Objetos sin fin y con cabos ©

Para atarme a la vida he recurrido a los objetos sin fin y con cabos que sujetan la existencia.

Durante un tiempo amarré mis tobillos con cascabeles, cada paso que daba era un recuerdo vital: estoy en el mundo, como él, me muevo. Entonces mi piel era salada, vivía junto al mar, con frecuencia lamía el sol de mis rodillas, iba recogiendo con los labios el cordón de la tarde, lo líaba entre mis dedos hasta encontrar un nudo de noche, uno más. Con las hebras que fui juntando tejí las alas, varias veces volé sobre la línea del horizonte mientras me miraba desde la hamaca, surgían así los cantos que aún me acompañan.

Cuando dejé la arena, llevé conmigo sólo un montón de servilletas escritas por ambos lados; como se escribe la historia, la mía iba sin espacios en blanco, acaso alguna mancha de café que trastocaba el rumbo de las letras, hacía bordes con tinta sepia. En la marea de la última mañana se fueron mis cascabeles, el mar fundió con ellos el cencerro que escucho cuando regreso a las orillas.
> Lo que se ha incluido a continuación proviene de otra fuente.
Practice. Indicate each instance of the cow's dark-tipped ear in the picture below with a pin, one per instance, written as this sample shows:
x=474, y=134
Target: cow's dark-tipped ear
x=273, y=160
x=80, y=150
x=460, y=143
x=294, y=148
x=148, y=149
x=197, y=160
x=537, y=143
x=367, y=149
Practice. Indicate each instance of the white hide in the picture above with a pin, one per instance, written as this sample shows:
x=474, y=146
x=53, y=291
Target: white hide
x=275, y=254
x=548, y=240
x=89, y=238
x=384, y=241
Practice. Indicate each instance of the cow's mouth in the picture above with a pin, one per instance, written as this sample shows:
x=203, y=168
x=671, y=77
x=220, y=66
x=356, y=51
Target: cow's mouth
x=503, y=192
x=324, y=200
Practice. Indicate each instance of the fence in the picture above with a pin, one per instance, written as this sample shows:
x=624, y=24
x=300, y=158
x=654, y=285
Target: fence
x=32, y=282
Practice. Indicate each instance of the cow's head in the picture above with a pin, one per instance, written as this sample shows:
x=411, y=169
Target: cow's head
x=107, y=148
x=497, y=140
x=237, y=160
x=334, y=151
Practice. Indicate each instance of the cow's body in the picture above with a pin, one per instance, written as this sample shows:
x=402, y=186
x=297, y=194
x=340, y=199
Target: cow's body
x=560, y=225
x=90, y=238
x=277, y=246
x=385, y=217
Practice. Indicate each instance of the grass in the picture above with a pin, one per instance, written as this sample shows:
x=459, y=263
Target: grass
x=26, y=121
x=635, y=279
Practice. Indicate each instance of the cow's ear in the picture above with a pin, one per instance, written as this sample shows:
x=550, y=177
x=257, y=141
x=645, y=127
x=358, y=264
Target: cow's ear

En el desierto recogí caracoles blancos, hice un collar que até a mi cuello, esqueleto prestado, símbolo de mis propios huesos, tambores graves, diminutos, bailan al ritmo de la tierra. En las olas del cabello enredé estambre de colores, lana cruda teñida por manos viejas que entre sus surcos tomaron un día las mías: ojos húmedos me miraron, cueva parlante, sembró en mi frente las semillas de su aliento.

Las raíces que crecen en mi cadera son acuáticas, jardín de estero, con un sedal lo coseché de madrugada, tiene frutos como estrellas, constelaciones; recién nacidas son azules, se tornan rojas si florecen. Llevo en la mano izquierda lava fría, volcán dormido en el revés de mi palma; si necesito encontrarme el corazón, acerco a mi pecho la marca, siento latir la brasa viva, sigo entonces viviendo.

Sin remitente preciso llegó un jícuri en maceta a mi casa, intenté devolverlo a su hábitat, pero el marakame al que se lo ofrecí dispuso que se quedara, hay que darle dulces para que se sienta contento, para que no extrañe la sombra gobernadora, para que no añore del venado la pata. 

Más tarde aparecieron las runas, barro cocido, signos lejanos, críptica baraja de lodo seco que huele a pinos y araucarias. Luego el hato de arcanos con un loco al frente y el mundo detrás, con la luna apeada a espaldas del sol y una estrella, sólo una, que para el augurio no hacen falta dos.

El cuarzo era rosa, un poco pálido, oval hasta que perdió (no sé cómo) el pedazo más angosto; por la brecha fue naciendo tierra negra, el destino que se parte. Lo dejé irse en la rivera del río blanco, se acostó en el lecho verde que hacía el hueco de una piedra. Pocas horas después, a mis manos vino el cosmos de oro, trasparente rutilado, cristal de roca que condensa en su interior el universo, cura el alma, puedo jurarlo.